14. The method of claim 13 wherein the step of comparing is performing by determining a Chi squared value for the average color histograms of each pair of scenes.

15. A method of removing redundant scenes in a plurality of frames, each scene including at least one frame, the method comprising the steps of:

detecting each scene in the plurality of frames, each scene including at least one related frame by:
determining for each frame at least one global measurement; and
determining a scene change between a pair of successive frames from a difference between the global measurements of each frame in the pair of frames, a Chi-squared value on a color histogram of each frame in the pair of frames, and a normalized motion compensated pixel difference between the frames;
determining for each scene a summary measure derived from all frames in the scene; and
comparing the summary measure of each scene with the summary measure of selected subsequent scenes using a standard error measure to identify at least one group of scenes having substantially similar summary measures.
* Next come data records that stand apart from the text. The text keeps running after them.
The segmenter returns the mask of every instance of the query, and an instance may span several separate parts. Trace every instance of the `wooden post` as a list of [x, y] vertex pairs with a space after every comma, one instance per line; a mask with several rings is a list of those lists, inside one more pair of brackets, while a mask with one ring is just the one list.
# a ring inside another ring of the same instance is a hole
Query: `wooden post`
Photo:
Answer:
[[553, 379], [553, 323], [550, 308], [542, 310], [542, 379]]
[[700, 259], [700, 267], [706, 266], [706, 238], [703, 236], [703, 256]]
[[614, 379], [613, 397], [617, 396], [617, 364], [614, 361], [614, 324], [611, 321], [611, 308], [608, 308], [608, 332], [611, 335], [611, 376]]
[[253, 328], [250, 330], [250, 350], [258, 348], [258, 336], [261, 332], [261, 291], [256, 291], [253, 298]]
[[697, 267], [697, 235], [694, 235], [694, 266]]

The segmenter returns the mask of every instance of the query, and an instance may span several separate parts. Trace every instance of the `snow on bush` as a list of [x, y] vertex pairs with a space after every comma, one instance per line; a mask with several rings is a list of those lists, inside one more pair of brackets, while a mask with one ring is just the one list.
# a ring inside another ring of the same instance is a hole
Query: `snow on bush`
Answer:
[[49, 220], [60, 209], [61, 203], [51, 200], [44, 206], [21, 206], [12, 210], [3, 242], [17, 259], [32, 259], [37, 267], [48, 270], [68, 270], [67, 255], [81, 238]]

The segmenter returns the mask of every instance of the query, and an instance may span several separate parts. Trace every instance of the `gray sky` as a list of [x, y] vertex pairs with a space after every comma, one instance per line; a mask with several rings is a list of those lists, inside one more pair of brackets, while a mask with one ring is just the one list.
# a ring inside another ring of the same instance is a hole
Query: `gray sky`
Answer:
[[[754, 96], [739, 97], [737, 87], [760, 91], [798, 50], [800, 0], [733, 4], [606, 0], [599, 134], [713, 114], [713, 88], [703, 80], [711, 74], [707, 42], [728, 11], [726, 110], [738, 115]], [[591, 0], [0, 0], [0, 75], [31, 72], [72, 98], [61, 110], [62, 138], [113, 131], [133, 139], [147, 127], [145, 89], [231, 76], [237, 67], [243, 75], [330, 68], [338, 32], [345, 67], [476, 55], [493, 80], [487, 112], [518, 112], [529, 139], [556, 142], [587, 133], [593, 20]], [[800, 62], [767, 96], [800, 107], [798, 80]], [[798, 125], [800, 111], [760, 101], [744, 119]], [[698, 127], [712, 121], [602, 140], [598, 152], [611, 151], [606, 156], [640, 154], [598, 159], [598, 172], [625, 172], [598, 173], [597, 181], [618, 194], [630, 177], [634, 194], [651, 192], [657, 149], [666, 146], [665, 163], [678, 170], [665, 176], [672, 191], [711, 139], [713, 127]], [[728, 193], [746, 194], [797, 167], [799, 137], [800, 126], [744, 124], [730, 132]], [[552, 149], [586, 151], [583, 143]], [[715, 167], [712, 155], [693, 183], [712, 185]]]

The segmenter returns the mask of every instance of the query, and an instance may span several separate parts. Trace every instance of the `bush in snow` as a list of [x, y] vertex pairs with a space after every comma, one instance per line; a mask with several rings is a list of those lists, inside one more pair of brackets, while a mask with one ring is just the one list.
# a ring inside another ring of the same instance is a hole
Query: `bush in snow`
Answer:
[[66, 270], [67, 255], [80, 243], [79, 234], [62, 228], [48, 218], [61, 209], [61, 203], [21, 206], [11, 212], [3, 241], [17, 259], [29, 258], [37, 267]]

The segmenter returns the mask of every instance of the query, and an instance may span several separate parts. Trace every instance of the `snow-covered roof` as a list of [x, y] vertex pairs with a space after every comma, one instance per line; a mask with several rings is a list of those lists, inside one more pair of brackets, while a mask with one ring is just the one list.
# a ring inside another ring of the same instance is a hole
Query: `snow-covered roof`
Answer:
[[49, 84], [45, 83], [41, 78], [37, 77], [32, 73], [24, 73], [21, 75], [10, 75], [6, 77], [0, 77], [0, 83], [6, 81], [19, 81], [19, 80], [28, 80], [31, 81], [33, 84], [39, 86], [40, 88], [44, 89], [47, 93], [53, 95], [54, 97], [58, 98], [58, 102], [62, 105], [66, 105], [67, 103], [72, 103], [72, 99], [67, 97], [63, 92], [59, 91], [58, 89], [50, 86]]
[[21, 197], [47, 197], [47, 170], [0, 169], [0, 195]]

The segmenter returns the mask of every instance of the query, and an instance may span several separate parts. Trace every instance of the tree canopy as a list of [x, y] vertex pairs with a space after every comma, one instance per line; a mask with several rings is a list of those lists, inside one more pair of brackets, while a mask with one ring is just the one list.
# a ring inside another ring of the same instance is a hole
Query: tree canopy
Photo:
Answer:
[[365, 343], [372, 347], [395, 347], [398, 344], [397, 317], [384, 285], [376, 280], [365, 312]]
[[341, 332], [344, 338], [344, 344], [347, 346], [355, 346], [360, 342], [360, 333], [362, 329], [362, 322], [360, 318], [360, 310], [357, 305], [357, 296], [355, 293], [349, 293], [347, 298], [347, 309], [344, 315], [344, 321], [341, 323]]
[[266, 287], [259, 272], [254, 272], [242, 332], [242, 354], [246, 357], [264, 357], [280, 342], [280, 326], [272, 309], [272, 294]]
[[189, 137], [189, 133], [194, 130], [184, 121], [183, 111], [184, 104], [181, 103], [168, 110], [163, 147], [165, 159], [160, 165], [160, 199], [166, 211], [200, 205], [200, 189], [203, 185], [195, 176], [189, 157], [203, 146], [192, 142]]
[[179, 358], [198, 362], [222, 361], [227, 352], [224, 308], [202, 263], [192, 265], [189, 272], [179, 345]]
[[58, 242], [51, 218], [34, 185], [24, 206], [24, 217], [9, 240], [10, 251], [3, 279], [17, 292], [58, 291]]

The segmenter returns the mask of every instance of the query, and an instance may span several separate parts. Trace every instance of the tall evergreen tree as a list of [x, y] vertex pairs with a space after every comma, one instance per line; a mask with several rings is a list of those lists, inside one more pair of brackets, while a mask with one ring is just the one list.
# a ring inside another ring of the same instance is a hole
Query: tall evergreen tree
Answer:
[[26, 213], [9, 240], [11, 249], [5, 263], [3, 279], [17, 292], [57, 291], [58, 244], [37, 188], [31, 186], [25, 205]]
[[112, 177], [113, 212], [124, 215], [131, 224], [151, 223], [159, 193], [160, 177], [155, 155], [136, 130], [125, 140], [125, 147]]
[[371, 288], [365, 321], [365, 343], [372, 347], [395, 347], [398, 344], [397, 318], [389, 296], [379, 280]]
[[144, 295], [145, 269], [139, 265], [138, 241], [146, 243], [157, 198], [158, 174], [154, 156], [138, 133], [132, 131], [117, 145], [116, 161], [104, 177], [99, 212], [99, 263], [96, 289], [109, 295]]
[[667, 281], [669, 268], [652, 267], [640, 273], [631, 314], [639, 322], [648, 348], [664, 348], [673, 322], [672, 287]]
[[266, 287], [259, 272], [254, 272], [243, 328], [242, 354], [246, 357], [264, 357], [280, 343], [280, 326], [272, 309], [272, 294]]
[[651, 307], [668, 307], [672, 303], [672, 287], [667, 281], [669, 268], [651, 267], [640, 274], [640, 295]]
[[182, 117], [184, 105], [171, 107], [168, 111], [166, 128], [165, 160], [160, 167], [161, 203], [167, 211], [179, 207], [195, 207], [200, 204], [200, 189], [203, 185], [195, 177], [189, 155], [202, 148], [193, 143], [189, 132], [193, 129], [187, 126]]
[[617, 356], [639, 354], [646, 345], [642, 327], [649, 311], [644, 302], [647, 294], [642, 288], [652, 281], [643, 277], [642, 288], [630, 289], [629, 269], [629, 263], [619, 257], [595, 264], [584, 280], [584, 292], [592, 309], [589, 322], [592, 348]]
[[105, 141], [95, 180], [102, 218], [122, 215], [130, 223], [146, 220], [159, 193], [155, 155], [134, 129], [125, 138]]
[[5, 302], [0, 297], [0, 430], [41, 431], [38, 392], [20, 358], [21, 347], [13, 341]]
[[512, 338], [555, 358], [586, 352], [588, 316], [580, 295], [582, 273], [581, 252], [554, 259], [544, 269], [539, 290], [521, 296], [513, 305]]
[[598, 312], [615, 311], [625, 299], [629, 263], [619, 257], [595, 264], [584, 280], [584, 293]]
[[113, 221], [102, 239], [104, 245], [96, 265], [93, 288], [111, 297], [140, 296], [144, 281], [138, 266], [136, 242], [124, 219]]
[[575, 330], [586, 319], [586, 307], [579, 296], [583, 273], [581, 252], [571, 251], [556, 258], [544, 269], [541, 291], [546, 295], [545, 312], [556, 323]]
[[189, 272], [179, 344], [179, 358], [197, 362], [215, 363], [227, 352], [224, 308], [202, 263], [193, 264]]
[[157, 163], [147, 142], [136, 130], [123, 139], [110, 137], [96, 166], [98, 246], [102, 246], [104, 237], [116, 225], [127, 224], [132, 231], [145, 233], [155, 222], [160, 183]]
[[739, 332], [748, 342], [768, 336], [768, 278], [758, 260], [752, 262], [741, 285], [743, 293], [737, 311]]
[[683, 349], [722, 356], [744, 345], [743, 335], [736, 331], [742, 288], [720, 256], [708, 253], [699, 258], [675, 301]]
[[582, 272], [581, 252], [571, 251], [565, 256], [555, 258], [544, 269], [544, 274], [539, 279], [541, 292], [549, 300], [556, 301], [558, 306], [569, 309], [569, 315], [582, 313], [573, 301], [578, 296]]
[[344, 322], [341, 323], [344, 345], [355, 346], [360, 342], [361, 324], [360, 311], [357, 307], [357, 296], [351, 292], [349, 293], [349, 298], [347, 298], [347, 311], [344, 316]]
16. The method of claim 15 wherein the summary measure is an average color histogram.

17. The method of claim 15, wherein the selected other scenes consists of a predetermined number of subsequent scenes.

18. The method of claim 15, further comprising the step of:

linking scenes in each group of scenes into a consolidated scene.

19. The method of claim 15, wherein the representative frame for each set of related scenes a frame temporally medial to a first frame and a last frame in the set of related scenes.

20. The method of claim 1, further comprising the steps of:

displaying a plurality of slices of frames as a rectangular prism; and
highlighting in the plurality of slices, the slices of frames either a first frame or a last frame of each scene.

21. The method of claim 20, further comprising the step of

retrieving in response to user selection of any frame, the scene including the selected frame.

22. The method of claim 20, further comprising the steps of:

determining at least one scene having a time duration in excess of a threshold;
displaying for the scene, and within the rectangular prism at the location of the scene, a compressed representation of all frames in the scene; and
responsive to a user selection of the compressed representation, displaying a plurality of slices for all frames in the scene.

23. A system for summarizing a temporally ordered plurality of scenes in a video sequence including a plurality of frames, comprising:

an input device for receiving an input video sequence;
a scene change detector coupled to the input device, the scene change detector detecting at least one scene in the plurality of frames, each scene including at least one related frame, the scene change detector detecting a scene change between a pair of successive frames from a difference between a global measurement of each frame in the pair of frames, a Chi-squared value on a color histogram of each frame in the pair of frames, and a normalized motion compensated pixel difference between the frames;
a related scene detector, coupled to the scene change detector to receive a set of scenes, and determining at least one set of related scenes, the related scene detector determining a representative frame for each set of related scenes;
a display for displaying the representative frame, and selected scenes; and
a user interface display driver coupled to the related scene detector to receive the representative frames, and displaying each representative frame on the display.

24. The system of claim 23, further comprising:

a movie bar generator coupled to receive the scenes from the scene change detector, and the related scenes from the related scene detector, the movie bar generator creating a slice of each frames in each scene, and displaying the slices as rectangular prism.